The most substantial challenge in many cases is distinguishing CD30+ immunoblasts from LP cells. Many of the cases submitted in consultation with a question of CD30 expression by LP cells in fact showed CD30 expression by reactive immunoblasts. We took great care to distinguish LP cells from other cells, such as immunoblasts, and if a cell was questionable it was considered an immunoblast. These may be more numerous than the LP cells and in general show stronger CD30 staining. CD30-positive immunoblasts were present both outside and within the nodules, although in most cases they were more prominent around the nodules. Most of our positive cases showed weaker CD30 staining of the LP cells than the immunoblasts, but in seven cases, LP cells showed equal or stronger staining. However, most of the latter (4/7 cases) had only rare scattered positive LP cells.

The 21 cases in our series had typical morphology of NLPHL, except for more frequent sclerosis or fibrous bands than has been described. Almost 40% of the cases showed some sclerosis or fibrous bands, but only in four cases (#2, #5, #10, #19) was the sclerosis prominent. Prominent sclerosis was reported by Fan et al. in 22% of cases and in their study of variant patterns of NLPHL and was associated with recurrent disease [17]. In our experience, we find sclerosis not infrequently in otherwise typical cases of NLPHL and do not believe it is particular to CD30-positive NLPHL, and certainly does not exclude a diagnosis of NLPHL. CD30-positive lymphoproliferative disorders have been reported to be associated with c-Jun expression and activation, which is an activator of the activator protein-1 (AP1) transcription factor pathway [23]. AP1 acts as a transcription factor for transforming growth factor-beta which is known to induce fibrosis. Thus, it is possible that the sclerosis seen in the CD30-positive cases may indicate an activated c-Jun pathway. It would be interesting to determine whether the CD30-positive NLPHL cases have activated c-Jun similar to CHL as cases of NLPHL were reported as negative for this feature in a prior study [23].

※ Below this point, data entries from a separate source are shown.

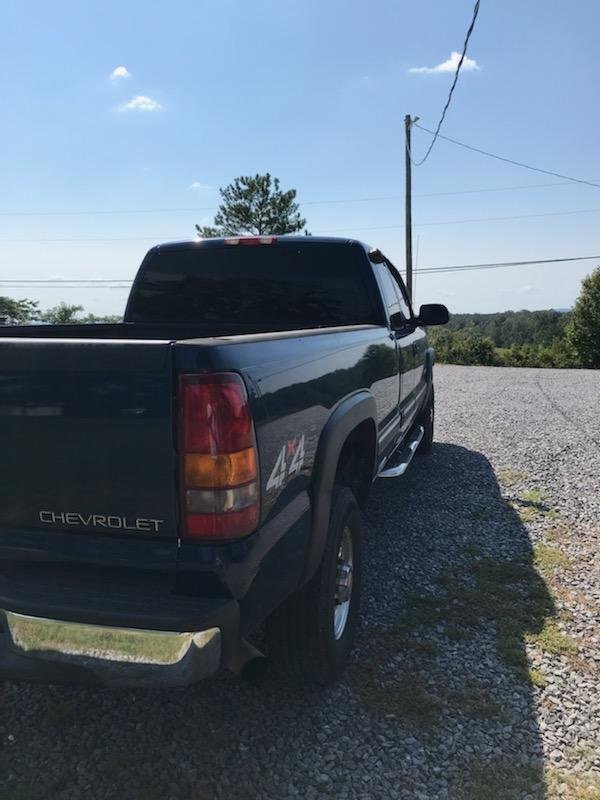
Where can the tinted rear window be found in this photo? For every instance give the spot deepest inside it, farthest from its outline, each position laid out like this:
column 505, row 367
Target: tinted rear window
column 273, row 287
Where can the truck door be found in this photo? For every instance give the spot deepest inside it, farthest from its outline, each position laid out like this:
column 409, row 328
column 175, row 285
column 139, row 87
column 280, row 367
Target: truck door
column 410, row 343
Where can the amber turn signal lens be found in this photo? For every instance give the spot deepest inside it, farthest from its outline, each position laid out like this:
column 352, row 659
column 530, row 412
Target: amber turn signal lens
column 220, row 471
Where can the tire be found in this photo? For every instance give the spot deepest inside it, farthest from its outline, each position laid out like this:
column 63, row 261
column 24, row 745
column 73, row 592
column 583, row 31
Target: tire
column 301, row 633
column 427, row 420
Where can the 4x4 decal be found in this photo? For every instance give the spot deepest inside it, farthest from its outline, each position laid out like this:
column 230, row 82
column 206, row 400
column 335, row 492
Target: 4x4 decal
column 289, row 462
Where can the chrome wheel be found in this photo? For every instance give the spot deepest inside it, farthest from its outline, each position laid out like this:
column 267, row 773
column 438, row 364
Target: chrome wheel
column 343, row 584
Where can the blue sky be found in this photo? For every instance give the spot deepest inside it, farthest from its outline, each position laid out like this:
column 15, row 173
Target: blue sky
column 316, row 94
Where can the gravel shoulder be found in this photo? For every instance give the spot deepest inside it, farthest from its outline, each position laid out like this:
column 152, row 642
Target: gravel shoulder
column 477, row 670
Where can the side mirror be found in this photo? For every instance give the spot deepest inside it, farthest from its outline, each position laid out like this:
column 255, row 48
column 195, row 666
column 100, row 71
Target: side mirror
column 432, row 314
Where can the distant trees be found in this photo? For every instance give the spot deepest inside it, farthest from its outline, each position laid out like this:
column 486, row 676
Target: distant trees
column 255, row 205
column 583, row 332
column 62, row 314
column 515, row 327
column 468, row 346
column 18, row 310
column 22, row 312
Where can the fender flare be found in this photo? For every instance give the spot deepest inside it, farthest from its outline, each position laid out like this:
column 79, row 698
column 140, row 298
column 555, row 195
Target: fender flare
column 347, row 416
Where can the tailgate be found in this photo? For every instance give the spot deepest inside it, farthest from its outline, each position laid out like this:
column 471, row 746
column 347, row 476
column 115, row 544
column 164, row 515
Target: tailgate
column 87, row 439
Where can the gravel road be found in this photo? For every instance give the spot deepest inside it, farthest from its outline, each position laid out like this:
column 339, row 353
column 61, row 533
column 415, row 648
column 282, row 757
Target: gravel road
column 477, row 670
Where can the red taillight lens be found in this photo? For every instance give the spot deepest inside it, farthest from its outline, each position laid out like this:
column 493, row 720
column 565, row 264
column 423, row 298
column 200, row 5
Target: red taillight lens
column 216, row 417
column 218, row 460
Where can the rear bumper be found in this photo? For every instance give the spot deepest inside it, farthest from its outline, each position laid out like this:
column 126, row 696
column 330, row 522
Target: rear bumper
column 36, row 648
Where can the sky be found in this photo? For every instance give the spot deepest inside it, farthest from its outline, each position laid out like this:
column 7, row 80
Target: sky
column 147, row 108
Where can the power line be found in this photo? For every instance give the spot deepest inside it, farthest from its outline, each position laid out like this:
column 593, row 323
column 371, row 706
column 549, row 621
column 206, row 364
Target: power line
column 472, row 219
column 451, row 92
column 498, row 264
column 429, row 223
column 508, row 160
column 339, row 201
column 97, row 283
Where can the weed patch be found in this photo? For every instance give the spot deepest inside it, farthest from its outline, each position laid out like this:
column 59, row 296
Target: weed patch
column 547, row 558
column 552, row 640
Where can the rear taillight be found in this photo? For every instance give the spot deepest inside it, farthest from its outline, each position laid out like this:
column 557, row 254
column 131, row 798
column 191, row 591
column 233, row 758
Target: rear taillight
column 219, row 466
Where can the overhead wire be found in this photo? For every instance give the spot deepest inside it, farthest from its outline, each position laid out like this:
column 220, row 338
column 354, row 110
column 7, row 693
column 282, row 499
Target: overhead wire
column 451, row 92
column 512, row 161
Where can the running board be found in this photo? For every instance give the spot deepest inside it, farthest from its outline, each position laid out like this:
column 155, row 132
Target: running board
column 406, row 456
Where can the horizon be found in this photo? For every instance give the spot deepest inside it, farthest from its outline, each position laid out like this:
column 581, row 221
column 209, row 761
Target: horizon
column 122, row 125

Other than the CD30 staining, the immunophenotype of our cases was identical to that typically reported for NLPHL with staining for CD45 and B cell markers and lacking CD15 expression and EBER. Thus, in questionable cases that may show strong CD30 expression by many LP cells (three cases in our study), the expression of B cell markers, such as CD79a, OCT2, and BOB1, in addition to CD20 and nodular aggregates of CD21 FDCs should aid in the diagnosis. In addition, PAX5 was strongly positive in the LP cells in all cases studied, while in most cases of CHL, it is weak and/or focal. The 21 cases had also had clinical features similar to typical NLPHL. The patients were predominantly males in the 40 to 50-year-old age range who presented with localized peripheral lymphadenopathy of the cervical, axillary, and inguinal lymph nodes. The incidence of recurrent/progressive disease in our series (4/17 cases, 23%) is not significantly different from that reported for typical NLPHL [24, 25].

In summary, we conclude that faint and even sometimes strong CD30 expression by LP cells in NLPHL can be seen in up to 10% of cases, usually in only a subset of LP cells. In the presence of histologic and immunophenotypic features that are otherwise typical of NLPHL, CD30 expression, particularly if weak or restricted to a minority of LP cells, should not be used to exclude a diagnosis of NLPHL and confirm a diagnosis of CHL. CD30 expression does not appear to be associated with unusual or aggressive behavior, although additional studies of patients with NLPHL would be helpful in confirming this observation.